Reference is made to the extraordinary general meeting in Aker Carbon Capture
ASA (under liquidation) (the "Company") held on 5 August 2025 where it was
resolved to liquidate the Company.
The Company's Board of Directors has in accordance with section 16-6 of the
Norwegian Public Limited Liability Companies Act prepared a liquidation balance
sheet as of 31 July 2025. The liquidation balance sheet has been audited by the
Company's auditor. Both the balance sheet and the auditor's report are attached
hereto.
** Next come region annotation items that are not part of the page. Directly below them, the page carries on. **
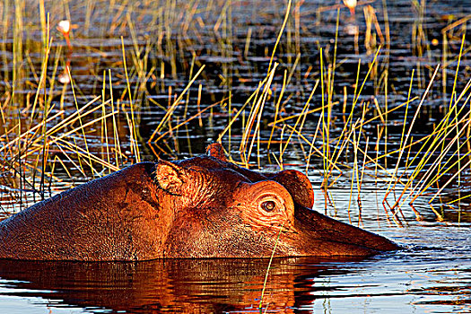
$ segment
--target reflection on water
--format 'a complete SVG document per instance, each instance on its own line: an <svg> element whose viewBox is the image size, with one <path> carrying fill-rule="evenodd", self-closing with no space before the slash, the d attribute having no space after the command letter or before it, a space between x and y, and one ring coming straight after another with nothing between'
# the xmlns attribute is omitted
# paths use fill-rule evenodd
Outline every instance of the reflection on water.
<svg viewBox="0 0 471 314"><path fill-rule="evenodd" d="M363 260L275 259L264 309L285 313L469 310L471 235L467 227L389 232L386 235L405 249ZM4 260L0 312L9 309L13 296L26 298L31 310L48 306L52 313L257 312L267 264L266 259ZM9 312L22 310L17 307Z"/></svg>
The liquidation balance sheet and the auditor's report will also be
distributed to the shareholders of the Company prior to final liquidation and is
also available at the Company's registered office as required by the Norwegian
Public Limited Liability Companies Act.
ENDS
Contact:
Media and Investors:
Mats Ektvedt
Mobile: +47 41 42 33 28
E-mail: mats.ektvedt@corporatecommunications.no
This information is published in accordance with the disclosure requirements set
out in the Norwegian Securities Trading Act section 5-12.
About Aker Carbon Capture ASA
Aker Carbon Capture ASA was established as a separate entity in 2020, building
on more than 20 years long experience and maturation of the carbon capture
technology within Aker. A Joint Venture between SLB and Aker Carbon Capture, SLB
Capturi, was established in June 2024 with SLB owning 80% and Aker Carbon
Capture ASA indirectly owning 20% through its subsidiary, Aker Carbon Capture
AS. In May 2025, Aker Carbon Capture ASA and Aker ASA announced an agreement
whereby Aker, through a subsidiary of Aker Capital AS, acquired the 20%
ownership interest in SLB Capturi AS held by Aker Carbon Capture ASA's
subsidiary Aker Carbon Capture AS.
Following the completion of the transactions with SLB in 2024 and Aker in May
2025, Aker Carbon Capture ASA no longer engages in any investment or operational
activities, nor is it expected that the Company will resume such activity or
other activities.
To date, NOK 5.2 billion in cash has been returned to shareholders. In August
2025, the Extraordinary General Meeting resolved to initiate the liquidation of
the company, with remaining funds to be distributed as liquidation dividends.